The runflats are too expensive to track, through something cheap and sporty on your spare 16". I ran 15" on mine, because the tires were cheaper.
So tires are a pretty mandatory. If your shocks are original they have been dead for a long long time. You are going to have to pull the struts to put in the camber plates anyway.
Given that, I would suggest you prioritize like this:
1) Tires before the next track day
2) Shocks/Camber Plates/Any Springs but H-Sports
Single Adjustable Koni/Bilsteins (I ran koni's on mine, but they died unusually fast on all the Atlanta Mini's that ran them, no one knows why). The H-sports from the area all failed also, they just sagged all the way down, once again no one knows why. Camber plates, up to you, there should be some pretty good ones out by now. Get ones with markings, makes it easier to swap settings. All of these things come off together. It just makes sense to replace them together.
3) The front sway bar is impossible to install, so don't
4) The rear sway bar is easy to install, add it after you get those shocks swapped.
5) Check your front and rear control arm bushings.
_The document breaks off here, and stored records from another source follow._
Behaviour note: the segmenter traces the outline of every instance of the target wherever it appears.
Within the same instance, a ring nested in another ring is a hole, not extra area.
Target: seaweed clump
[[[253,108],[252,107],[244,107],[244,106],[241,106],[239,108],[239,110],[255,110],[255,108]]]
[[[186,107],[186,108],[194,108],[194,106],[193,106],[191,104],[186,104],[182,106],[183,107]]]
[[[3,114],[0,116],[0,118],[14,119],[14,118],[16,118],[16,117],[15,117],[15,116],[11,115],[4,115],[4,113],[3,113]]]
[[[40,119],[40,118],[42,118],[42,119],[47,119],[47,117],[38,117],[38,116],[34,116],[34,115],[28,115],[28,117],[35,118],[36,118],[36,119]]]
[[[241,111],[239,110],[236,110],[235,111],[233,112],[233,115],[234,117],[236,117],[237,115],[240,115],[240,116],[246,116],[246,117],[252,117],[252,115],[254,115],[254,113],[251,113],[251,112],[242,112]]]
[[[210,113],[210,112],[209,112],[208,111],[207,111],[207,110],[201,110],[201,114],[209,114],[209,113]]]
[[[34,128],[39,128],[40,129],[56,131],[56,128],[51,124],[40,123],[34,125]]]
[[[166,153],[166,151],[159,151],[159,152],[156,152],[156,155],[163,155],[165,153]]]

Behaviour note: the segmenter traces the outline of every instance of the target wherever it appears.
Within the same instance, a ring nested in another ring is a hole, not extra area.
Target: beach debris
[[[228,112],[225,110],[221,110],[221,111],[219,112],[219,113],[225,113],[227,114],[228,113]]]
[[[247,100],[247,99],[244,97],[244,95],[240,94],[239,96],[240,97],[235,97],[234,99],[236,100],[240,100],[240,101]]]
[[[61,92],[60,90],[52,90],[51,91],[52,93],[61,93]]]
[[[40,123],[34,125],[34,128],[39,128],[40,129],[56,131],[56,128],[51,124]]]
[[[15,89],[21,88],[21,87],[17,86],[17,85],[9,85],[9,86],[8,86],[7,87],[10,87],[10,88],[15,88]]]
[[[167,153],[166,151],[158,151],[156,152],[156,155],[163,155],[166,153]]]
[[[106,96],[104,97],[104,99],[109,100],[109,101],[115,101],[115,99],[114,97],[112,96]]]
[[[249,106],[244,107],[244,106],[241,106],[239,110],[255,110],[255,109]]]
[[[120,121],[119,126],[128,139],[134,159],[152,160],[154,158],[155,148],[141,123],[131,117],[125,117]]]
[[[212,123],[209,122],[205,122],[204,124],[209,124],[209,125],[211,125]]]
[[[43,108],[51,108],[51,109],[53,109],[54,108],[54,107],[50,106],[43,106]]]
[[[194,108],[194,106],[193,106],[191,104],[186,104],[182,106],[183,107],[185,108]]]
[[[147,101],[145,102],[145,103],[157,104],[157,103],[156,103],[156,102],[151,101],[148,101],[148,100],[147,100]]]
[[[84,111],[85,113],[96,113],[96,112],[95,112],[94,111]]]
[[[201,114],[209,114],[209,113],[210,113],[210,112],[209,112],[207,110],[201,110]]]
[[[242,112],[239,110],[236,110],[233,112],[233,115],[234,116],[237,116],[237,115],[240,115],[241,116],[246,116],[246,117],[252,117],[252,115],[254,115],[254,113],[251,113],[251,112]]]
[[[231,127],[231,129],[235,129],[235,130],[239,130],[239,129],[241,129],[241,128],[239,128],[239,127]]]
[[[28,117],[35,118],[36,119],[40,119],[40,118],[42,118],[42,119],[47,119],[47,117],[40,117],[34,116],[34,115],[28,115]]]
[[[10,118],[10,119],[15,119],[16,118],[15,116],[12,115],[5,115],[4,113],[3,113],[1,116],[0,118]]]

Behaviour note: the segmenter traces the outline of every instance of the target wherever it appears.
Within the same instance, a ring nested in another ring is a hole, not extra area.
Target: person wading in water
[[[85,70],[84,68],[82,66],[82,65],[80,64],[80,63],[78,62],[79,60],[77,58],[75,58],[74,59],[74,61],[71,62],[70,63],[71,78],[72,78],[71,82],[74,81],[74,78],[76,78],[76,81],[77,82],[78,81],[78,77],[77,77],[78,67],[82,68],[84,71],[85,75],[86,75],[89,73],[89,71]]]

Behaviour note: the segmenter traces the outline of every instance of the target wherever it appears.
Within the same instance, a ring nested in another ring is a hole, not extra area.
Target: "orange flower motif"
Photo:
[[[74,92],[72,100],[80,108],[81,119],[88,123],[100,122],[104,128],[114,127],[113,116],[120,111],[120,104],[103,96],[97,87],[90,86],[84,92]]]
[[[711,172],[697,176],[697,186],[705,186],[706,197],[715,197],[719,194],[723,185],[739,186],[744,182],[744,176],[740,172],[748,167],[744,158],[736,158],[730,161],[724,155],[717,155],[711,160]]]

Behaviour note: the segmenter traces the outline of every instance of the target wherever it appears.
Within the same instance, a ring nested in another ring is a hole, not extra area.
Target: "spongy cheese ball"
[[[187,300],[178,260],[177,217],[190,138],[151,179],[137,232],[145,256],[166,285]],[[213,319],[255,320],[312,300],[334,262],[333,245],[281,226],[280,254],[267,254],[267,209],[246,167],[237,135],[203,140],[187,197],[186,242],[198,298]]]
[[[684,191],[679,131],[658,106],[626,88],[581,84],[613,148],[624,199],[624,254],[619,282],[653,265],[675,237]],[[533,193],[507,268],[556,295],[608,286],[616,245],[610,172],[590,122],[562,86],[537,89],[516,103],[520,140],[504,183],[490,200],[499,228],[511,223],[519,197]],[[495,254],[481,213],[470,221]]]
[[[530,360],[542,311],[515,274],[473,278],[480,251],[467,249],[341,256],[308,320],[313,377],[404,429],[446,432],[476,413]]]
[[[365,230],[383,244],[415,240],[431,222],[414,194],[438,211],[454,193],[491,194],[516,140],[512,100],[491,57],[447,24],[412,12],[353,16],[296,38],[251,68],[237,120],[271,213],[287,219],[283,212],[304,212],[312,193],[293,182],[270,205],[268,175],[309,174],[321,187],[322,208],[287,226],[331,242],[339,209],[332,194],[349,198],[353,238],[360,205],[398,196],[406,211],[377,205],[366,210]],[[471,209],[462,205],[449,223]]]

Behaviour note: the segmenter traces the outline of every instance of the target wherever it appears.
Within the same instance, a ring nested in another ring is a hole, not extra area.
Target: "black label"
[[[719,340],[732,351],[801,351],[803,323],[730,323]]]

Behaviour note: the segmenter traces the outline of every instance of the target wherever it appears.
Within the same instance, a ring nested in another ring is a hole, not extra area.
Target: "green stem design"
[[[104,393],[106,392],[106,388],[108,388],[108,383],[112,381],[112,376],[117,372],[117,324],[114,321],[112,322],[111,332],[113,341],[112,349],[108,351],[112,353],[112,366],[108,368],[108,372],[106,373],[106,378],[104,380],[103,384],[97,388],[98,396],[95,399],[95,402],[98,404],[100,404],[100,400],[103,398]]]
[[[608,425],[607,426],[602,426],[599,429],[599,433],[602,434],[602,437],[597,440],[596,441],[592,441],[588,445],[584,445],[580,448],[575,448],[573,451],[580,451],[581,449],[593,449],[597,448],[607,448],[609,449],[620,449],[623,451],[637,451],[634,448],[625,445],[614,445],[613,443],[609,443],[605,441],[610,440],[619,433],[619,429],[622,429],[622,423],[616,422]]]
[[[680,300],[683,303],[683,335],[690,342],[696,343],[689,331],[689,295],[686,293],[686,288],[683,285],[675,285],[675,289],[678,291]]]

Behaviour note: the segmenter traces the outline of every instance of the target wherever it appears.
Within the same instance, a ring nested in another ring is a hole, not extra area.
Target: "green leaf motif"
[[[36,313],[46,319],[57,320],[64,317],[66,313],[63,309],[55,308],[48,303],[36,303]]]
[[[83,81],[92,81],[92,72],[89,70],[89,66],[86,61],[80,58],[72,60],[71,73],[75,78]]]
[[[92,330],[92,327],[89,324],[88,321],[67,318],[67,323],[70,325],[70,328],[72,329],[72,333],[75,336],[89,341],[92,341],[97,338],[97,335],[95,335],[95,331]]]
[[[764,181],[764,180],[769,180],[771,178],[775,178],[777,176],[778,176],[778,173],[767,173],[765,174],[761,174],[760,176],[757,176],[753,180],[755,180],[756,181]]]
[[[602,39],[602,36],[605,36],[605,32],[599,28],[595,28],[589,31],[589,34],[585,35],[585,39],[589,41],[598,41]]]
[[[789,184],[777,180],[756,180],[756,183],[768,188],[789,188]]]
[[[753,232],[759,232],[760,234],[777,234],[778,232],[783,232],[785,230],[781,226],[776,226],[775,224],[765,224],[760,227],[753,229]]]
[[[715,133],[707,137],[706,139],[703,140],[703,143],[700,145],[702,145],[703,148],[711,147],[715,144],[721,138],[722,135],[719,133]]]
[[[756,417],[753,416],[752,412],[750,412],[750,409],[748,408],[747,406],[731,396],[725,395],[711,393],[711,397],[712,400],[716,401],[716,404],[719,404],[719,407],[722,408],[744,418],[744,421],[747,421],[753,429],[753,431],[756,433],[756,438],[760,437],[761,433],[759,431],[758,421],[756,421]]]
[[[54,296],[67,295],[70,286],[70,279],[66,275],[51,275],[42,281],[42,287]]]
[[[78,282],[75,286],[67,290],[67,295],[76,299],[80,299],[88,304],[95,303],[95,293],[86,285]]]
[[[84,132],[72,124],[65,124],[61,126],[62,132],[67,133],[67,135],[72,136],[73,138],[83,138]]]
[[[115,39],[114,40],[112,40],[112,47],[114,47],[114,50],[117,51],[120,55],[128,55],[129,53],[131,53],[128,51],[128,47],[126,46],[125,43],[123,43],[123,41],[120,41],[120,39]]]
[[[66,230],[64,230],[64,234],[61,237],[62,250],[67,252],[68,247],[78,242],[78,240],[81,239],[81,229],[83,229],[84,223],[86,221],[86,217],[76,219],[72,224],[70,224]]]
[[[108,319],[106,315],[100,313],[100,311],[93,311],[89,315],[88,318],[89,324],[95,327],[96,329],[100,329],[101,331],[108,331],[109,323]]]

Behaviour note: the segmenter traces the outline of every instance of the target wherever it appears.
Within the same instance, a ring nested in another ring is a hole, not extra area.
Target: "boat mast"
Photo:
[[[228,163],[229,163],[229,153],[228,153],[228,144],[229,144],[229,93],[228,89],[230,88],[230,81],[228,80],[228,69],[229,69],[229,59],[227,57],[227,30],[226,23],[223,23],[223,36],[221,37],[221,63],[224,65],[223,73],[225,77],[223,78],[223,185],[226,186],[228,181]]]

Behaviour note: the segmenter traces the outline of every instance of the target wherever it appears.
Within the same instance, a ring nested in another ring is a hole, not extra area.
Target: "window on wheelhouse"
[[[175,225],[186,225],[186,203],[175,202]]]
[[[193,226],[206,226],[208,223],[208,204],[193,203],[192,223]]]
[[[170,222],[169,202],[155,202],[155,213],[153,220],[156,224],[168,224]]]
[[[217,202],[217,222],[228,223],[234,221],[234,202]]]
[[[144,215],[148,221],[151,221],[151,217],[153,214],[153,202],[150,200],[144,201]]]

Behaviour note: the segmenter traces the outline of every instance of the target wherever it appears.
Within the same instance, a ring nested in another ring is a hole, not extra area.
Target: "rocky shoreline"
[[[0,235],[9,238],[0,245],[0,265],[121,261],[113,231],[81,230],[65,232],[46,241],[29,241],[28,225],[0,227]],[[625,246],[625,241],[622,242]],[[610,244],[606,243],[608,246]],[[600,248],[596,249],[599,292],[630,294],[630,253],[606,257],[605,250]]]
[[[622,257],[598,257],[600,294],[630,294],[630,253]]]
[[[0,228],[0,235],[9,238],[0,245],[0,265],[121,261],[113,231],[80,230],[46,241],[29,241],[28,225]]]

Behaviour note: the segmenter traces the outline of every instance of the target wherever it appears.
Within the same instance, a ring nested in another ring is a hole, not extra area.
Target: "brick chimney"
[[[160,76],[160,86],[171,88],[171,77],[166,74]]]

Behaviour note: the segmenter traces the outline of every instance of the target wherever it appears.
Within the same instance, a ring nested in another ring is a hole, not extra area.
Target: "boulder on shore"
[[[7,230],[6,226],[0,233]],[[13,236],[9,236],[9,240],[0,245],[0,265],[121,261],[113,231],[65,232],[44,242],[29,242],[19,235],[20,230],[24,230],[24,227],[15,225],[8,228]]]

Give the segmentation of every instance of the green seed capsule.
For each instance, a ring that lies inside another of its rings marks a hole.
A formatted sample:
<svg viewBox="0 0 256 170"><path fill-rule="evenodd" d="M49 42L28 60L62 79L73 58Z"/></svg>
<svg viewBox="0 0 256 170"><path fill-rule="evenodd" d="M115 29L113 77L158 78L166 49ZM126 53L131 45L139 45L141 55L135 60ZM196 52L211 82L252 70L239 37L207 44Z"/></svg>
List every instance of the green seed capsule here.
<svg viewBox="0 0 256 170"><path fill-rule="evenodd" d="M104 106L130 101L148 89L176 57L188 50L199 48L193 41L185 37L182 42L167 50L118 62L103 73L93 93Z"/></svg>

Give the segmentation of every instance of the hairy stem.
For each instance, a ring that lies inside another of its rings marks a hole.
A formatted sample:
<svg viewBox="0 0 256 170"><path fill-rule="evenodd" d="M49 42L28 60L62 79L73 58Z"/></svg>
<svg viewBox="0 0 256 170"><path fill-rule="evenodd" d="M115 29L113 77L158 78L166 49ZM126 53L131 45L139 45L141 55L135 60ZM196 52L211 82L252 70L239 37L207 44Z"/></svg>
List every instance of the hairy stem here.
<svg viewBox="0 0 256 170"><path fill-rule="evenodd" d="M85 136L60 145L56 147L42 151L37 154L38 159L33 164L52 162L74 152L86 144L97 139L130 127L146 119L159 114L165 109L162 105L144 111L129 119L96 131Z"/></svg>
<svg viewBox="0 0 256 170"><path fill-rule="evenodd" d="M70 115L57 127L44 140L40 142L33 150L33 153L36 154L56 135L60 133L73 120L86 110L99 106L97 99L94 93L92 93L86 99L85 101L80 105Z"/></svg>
There is some sort of crowbar trick no that cuts replacing the fronts form like 8 hours to about 2. We never did figure out how to do the rears. (by the time we knew they were bad, they car was scrapped)
So the only thing you HAVE to do: Brake Fluid (buy a powerbleeder), and tires. Go have fun, keep it under 8/10th's. At this point you only have four settings to get wrong, tire pressures. I started at 38psi cold, and then bled back to that as they heated up. However, Atlanta is not Canada. Typically advice is to start at the max load rating listed in the drivers manual a figure it out from there. Easiest method: Get a tire temp gauge/probe. Have pit crew tire temp (inner,middle,outer) each tire with pressures as you come out of the session. Add pressure to even temps. Until you get camber plates, its gonna be hotter than hell on the outer part of the tires. Your goal is even temps.
When you start pushing it harder, do the spings/shocks/camber/rear sway. Start soft on all settings and work your way to hard. Keep a small log book of settings and your impression of how they worked. Generally you keep the same settings for the entire weekend. Change them at home, and try them for the next weekend.
Once you have all this, I would step up to r-compounds and start the entire process all over again.
There is a reasonable argument that you could start with a set of HARD r-compounds and go from there. Its your call on that. The Mini LOVES r-comps; however without camber plates your could cord the fronts in a single weekend (or cord 4 on the fronts and 2 on the rears on a single weekend).
Crap: IMPORTANT TIP when you swap out the rear springs, you have to get adjustable lower control arms to correct the camber. I think its just the lowers you have to replace.
Other than that, work on the car at home, concentrate 100% on driving at the track. The most dangerous session you will ever do is the last one on Sunday; so don't be afraid to call it early and go home (Panoz racing school advice). Fatigue and track time are bad m'kay? Get some sort of in car instruction, preferably front wheel drive instructor. Listen, listen, listen, listen, listen. If you don't get along with them, politely get a new instructor. I can name the instructor responsible for every single one of my magical laps, its the dude in the mirror that totaled my car.